There are parts of this book that I found eye opening and thought provoking. Jason is a child with behavioural issues who also has issues at home. His mum is trying to keep a roof over their bed, a recovering heroin addict, who is trying to keep on the straight and narrow but the reappearance of an old boyfriend who is a heroin dealer makes things difficult. Jason is afraid of the ex boyfriend, who in the past has asked Jason to run a few 'errands' for him and scares Jason into doing as he wants - however one time he says no, stands up to him and takes control.

Jason's teacher gives him a notebook which he wants Jason to write in as a journal. He wants Jason to write anything he wants in the book and Jason slowly begins to use the book to write about his day and his experiences. The book is this journal - and the publishers have very cleverly made the pages look like a notebook, with ruled lines and a font very similar to handwriting.

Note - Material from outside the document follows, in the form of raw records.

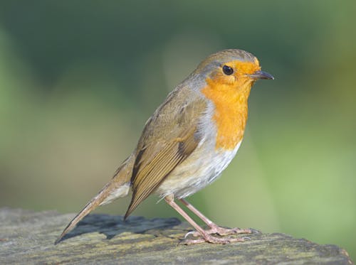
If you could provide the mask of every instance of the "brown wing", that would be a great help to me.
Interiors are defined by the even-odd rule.
[[[125,218],[197,146],[201,139],[197,123],[206,104],[192,101],[189,94],[192,97],[184,88],[174,90],[146,124],[136,149],[133,195]]]

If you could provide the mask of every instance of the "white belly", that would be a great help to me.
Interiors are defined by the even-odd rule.
[[[162,182],[156,193],[161,198],[173,193],[175,198],[180,199],[205,188],[214,182],[228,166],[236,154],[241,143],[231,151],[193,152]]]

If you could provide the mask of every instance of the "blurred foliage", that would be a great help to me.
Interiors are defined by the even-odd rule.
[[[356,1],[1,1],[1,206],[78,212],[206,55],[239,48],[244,142],[191,201],[222,225],[356,244]],[[152,197],[135,215],[177,216]],[[123,214],[128,199],[98,210]]]

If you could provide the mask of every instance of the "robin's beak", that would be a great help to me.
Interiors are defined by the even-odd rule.
[[[268,74],[267,72],[263,71],[256,71],[251,75],[246,75],[252,79],[258,80],[258,79],[271,79],[274,80],[274,77],[272,75]]]

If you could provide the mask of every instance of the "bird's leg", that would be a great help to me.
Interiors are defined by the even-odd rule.
[[[219,244],[229,244],[231,242],[243,242],[244,238],[221,238],[216,237],[207,233],[198,224],[197,224],[175,202],[174,196],[173,194],[164,197],[164,200],[173,209],[174,209],[179,215],[181,215],[193,227],[196,229],[198,233],[203,237],[199,239],[186,239],[184,242],[185,244],[193,244],[203,242],[209,243],[219,243]]]
[[[205,222],[210,229],[209,230],[205,230],[205,232],[208,234],[217,234],[221,236],[226,236],[227,234],[251,234],[252,231],[250,229],[240,229],[240,228],[232,228],[228,229],[219,227],[216,224],[214,223],[211,220],[204,215],[201,212],[200,212],[195,207],[192,205],[189,202],[188,202],[184,199],[179,199],[179,200],[183,203],[188,209],[189,209],[193,213],[194,213],[198,217],[201,219],[201,220]],[[194,232],[193,233],[189,233],[188,234],[192,234],[193,237],[199,237],[199,233]]]

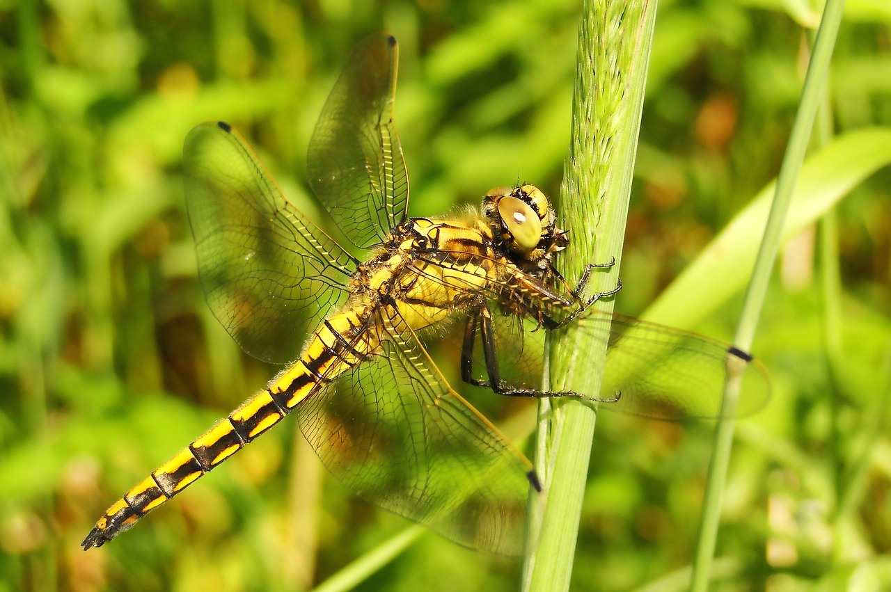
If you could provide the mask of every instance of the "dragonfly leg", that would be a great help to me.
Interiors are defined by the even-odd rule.
[[[582,279],[584,280],[584,276],[583,276]],[[593,304],[595,302],[601,300],[601,298],[608,298],[611,296],[615,296],[616,294],[618,293],[620,289],[622,289],[622,280],[617,280],[616,288],[612,288],[611,290],[607,290],[606,292],[597,292],[596,294],[591,295],[591,297],[589,297],[587,301],[583,302],[582,304],[572,312],[572,314],[570,314],[566,319],[563,319],[559,323],[557,323],[554,328],[561,328],[563,327],[567,327],[569,323],[571,323],[573,320],[578,318],[578,315],[582,314],[586,310],[588,310],[588,308],[590,308],[591,305]]]
[[[582,272],[582,277],[579,279],[578,283],[576,284],[576,288],[572,290],[572,295],[576,296],[579,302],[584,302],[582,300],[582,293],[588,285],[588,280],[591,279],[591,272],[595,269],[609,269],[616,264],[616,257],[609,260],[609,263],[605,264],[587,264],[584,266],[584,271]],[[562,279],[562,277],[560,277]],[[596,294],[594,296],[597,296]],[[590,300],[590,298],[589,298]]]
[[[473,345],[478,329],[483,345],[483,358],[486,361],[486,372],[488,375],[488,380],[479,380],[473,377]],[[468,384],[491,388],[496,393],[507,397],[589,398],[574,391],[539,391],[531,388],[516,388],[504,384],[501,378],[501,370],[498,369],[495,333],[492,329],[492,312],[486,303],[480,305],[479,311],[476,314],[470,314],[468,317],[461,354],[461,376],[462,379]]]

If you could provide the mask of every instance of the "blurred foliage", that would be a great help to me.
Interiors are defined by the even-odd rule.
[[[660,3],[619,309],[639,312],[776,174],[812,4]],[[578,11],[0,1],[0,590],[300,589],[405,525],[328,479],[282,427],[102,549],[78,547],[127,488],[276,371],[202,302],[183,139],[203,120],[233,123],[319,219],[305,179],[313,125],[355,42],[387,28],[401,44],[413,213],[518,179],[556,193]],[[891,125],[889,23],[885,3],[848,3],[838,130]],[[756,347],[773,401],[740,427],[715,589],[891,586],[889,182],[880,171],[838,208],[835,372],[813,233],[784,252]],[[697,328],[728,338],[728,308]],[[528,423],[523,401],[478,399]],[[573,589],[629,589],[689,564],[710,431],[600,422]],[[517,561],[425,534],[360,589],[507,590],[518,578]]]

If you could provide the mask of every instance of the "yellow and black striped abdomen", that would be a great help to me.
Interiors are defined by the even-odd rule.
[[[282,420],[319,385],[376,353],[374,331],[363,330],[364,311],[346,310],[325,320],[303,355],[264,390],[241,403],[127,491],[96,522],[81,545],[102,547],[208,473]]]

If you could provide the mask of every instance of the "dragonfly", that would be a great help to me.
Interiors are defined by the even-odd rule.
[[[393,118],[396,39],[361,43],[309,143],[307,177],[358,258],[283,196],[223,122],[187,136],[184,177],[199,276],[216,318],[249,353],[284,369],[111,505],[84,539],[101,547],[292,412],[323,463],[360,497],[465,547],[520,550],[530,491],[524,454],[453,389],[429,350],[460,351],[466,383],[510,396],[562,396],[659,419],[721,416],[728,362],[742,367],[739,414],[769,395],[763,365],[731,345],[583,298],[545,194],[496,188],[476,212],[409,217]],[[547,333],[607,345],[600,393],[541,390]]]

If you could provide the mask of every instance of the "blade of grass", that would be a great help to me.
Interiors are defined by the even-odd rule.
[[[353,589],[381,567],[393,561],[396,556],[408,548],[412,543],[427,531],[426,528],[418,524],[409,526],[319,584],[315,588],[315,592],[339,592],[340,590]]]
[[[773,262],[780,248],[782,227],[792,199],[795,182],[805,159],[805,152],[807,149],[817,109],[822,101],[830,59],[832,56],[832,49],[835,45],[844,6],[844,0],[829,0],[826,3],[820,29],[817,32],[813,53],[811,56],[807,74],[805,77],[805,85],[798,112],[796,114],[789,146],[780,168],[776,195],[771,207],[771,213],[767,219],[767,226],[764,229],[764,236],[758,250],[755,269],[746,290],[740,326],[733,342],[737,347],[743,351],[748,351],[751,348],[755,337],[755,328],[767,292],[767,284],[770,280]],[[699,523],[697,552],[691,581],[691,589],[694,591],[707,588],[715,556],[715,543],[717,539],[718,522],[721,516],[723,485],[726,481],[730,451],[733,442],[734,422],[732,416],[736,408],[740,393],[740,376],[735,374],[734,369],[728,368],[731,376],[724,389],[723,402],[723,410],[726,412],[725,417],[728,418],[720,420],[715,431],[715,450],[708,466],[702,519]]]
[[[617,261],[592,278],[591,290],[609,290],[617,281],[655,13],[656,3],[645,0],[583,5],[572,137],[558,211],[573,241],[568,278],[580,277],[587,263]],[[611,301],[597,305],[612,310]],[[568,332],[552,345],[555,390],[600,392],[602,345]],[[595,420],[592,405],[540,401],[536,467],[547,498],[540,523],[530,524],[526,590],[569,588]]]

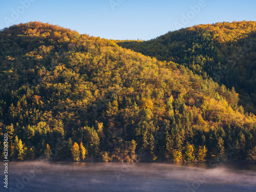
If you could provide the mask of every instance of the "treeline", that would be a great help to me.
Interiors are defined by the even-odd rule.
[[[10,159],[255,161],[256,117],[233,88],[48,24],[12,26],[0,38]]]
[[[169,32],[148,41],[118,45],[160,60],[188,67],[240,94],[240,103],[256,113],[256,22],[218,23]]]

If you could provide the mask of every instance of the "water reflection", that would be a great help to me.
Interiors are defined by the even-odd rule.
[[[25,162],[9,170],[13,191],[256,191],[253,164]]]

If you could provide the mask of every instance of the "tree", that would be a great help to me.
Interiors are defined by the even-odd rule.
[[[174,150],[174,153],[173,154],[173,158],[174,162],[181,162],[182,159],[182,154],[181,152],[177,150]]]
[[[207,150],[205,147],[205,145],[203,147],[199,146],[198,152],[197,153],[197,160],[199,162],[205,161],[205,157],[206,156],[206,152]]]
[[[82,143],[81,142],[80,143],[80,153],[82,160],[84,160],[86,158],[86,154],[87,154],[87,150],[86,150],[86,148],[84,148],[82,145]]]
[[[191,162],[195,159],[194,150],[193,146],[190,144],[186,145],[185,151],[185,161]]]
[[[112,159],[110,157],[110,153],[107,152],[103,152],[101,157],[102,161],[104,162],[109,162],[112,160]]]
[[[51,156],[52,155],[52,150],[48,143],[47,143],[46,145],[46,149],[45,150],[45,155],[47,160],[49,160]]]
[[[256,146],[249,151],[247,159],[251,163],[254,163],[256,162]]]
[[[18,140],[18,136],[16,136],[14,140],[14,154],[19,160],[22,161],[24,159],[26,149],[26,148],[22,144],[22,140]]]
[[[80,150],[78,144],[75,142],[71,147],[71,154],[74,161],[80,161]]]
[[[35,148],[34,146],[32,146],[32,147],[30,147],[29,149],[28,148],[26,152],[26,158],[27,159],[34,159],[35,156]]]

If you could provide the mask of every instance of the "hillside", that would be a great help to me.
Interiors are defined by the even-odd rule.
[[[182,65],[230,89],[234,87],[240,103],[256,113],[256,22],[200,25],[146,41],[118,42],[159,60]]]
[[[0,132],[12,159],[255,160],[256,117],[234,89],[48,24],[0,39]]]

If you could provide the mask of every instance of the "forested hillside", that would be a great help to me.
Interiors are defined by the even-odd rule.
[[[240,94],[240,103],[256,113],[256,22],[218,23],[170,32],[146,41],[118,41],[160,60],[187,67]]]
[[[195,28],[182,30],[209,40]],[[11,159],[256,160],[256,117],[238,104],[236,90],[173,62],[196,55],[161,61],[39,22],[5,29],[0,39],[0,133]],[[219,51],[213,59],[221,60]]]

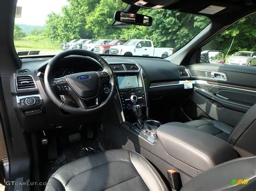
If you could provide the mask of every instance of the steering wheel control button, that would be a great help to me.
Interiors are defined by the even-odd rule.
[[[132,95],[130,100],[132,103],[136,103],[138,101],[138,97],[136,95]]]
[[[66,91],[69,90],[69,88],[68,87],[68,86],[65,85],[57,86],[57,88],[59,91]]]
[[[40,109],[33,109],[31,110],[25,111],[24,112],[24,114],[25,115],[27,115],[39,113],[40,112],[41,112],[41,110]]]
[[[109,92],[110,91],[110,90],[109,89],[109,88],[105,88],[104,90],[104,93],[106,94],[109,94]]]
[[[29,106],[34,105],[36,103],[36,100],[33,97],[26,98],[25,100],[25,104]]]
[[[66,83],[66,79],[65,77],[62,77],[61,79],[56,80],[55,82],[56,84],[62,84]]]

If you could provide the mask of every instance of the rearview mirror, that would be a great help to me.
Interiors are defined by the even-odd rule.
[[[151,26],[153,20],[150,16],[120,11],[116,11],[114,19],[119,22],[142,26]]]

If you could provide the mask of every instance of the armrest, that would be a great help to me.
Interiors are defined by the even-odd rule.
[[[200,171],[239,157],[227,142],[182,123],[163,125],[157,135],[169,155]]]

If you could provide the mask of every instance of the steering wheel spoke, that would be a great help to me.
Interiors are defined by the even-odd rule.
[[[60,95],[68,94],[70,88],[65,77],[54,79],[53,87]]]

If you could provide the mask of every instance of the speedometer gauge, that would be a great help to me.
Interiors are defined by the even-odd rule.
[[[72,69],[67,69],[63,72],[62,76],[65,76],[67,75],[74,74],[75,73],[75,71]]]

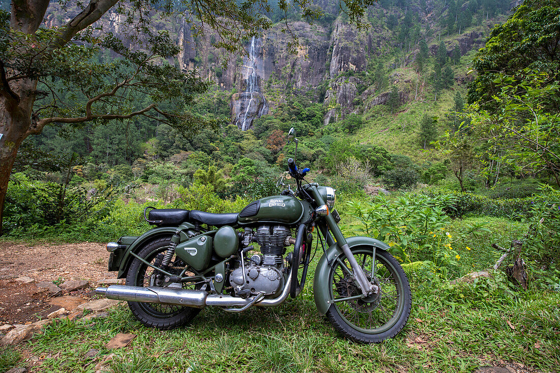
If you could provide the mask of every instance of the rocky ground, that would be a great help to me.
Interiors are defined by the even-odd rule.
[[[107,272],[105,245],[0,242],[0,344],[30,338],[49,320],[95,317],[118,302],[94,290],[122,283]]]

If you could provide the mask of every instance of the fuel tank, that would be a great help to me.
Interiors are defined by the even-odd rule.
[[[304,215],[301,202],[291,195],[272,195],[247,205],[239,213],[241,224],[272,222],[295,224]]]

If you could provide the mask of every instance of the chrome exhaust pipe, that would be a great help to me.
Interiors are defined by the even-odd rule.
[[[284,288],[276,298],[262,299],[255,304],[261,307],[277,306],[288,297],[290,293],[291,273],[288,276]],[[109,299],[130,302],[146,302],[204,308],[206,306],[221,307],[242,307],[252,302],[254,297],[243,299],[223,294],[209,295],[203,290],[181,289],[175,287],[150,286],[127,286],[111,285],[109,287],[98,287],[96,294],[101,294]]]
[[[109,299],[130,302],[160,303],[195,308],[204,308],[208,293],[202,290],[179,289],[174,287],[157,287],[111,285],[98,287],[96,294],[101,294]]]

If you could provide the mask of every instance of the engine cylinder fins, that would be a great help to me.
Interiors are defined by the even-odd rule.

At times this book can be hard hitting and hard to read but it is also a book which should be read by both children and adults alike, to find out how difficult it can be for a child in Jason's situation to adapt to life and also cope in day to day life.

I would say that it is suitable for older children 12+ due to its content but the book is one which should be read to allow children to understand how some children find it difficult in situations.

I received this book through the Amazon Vine Programme.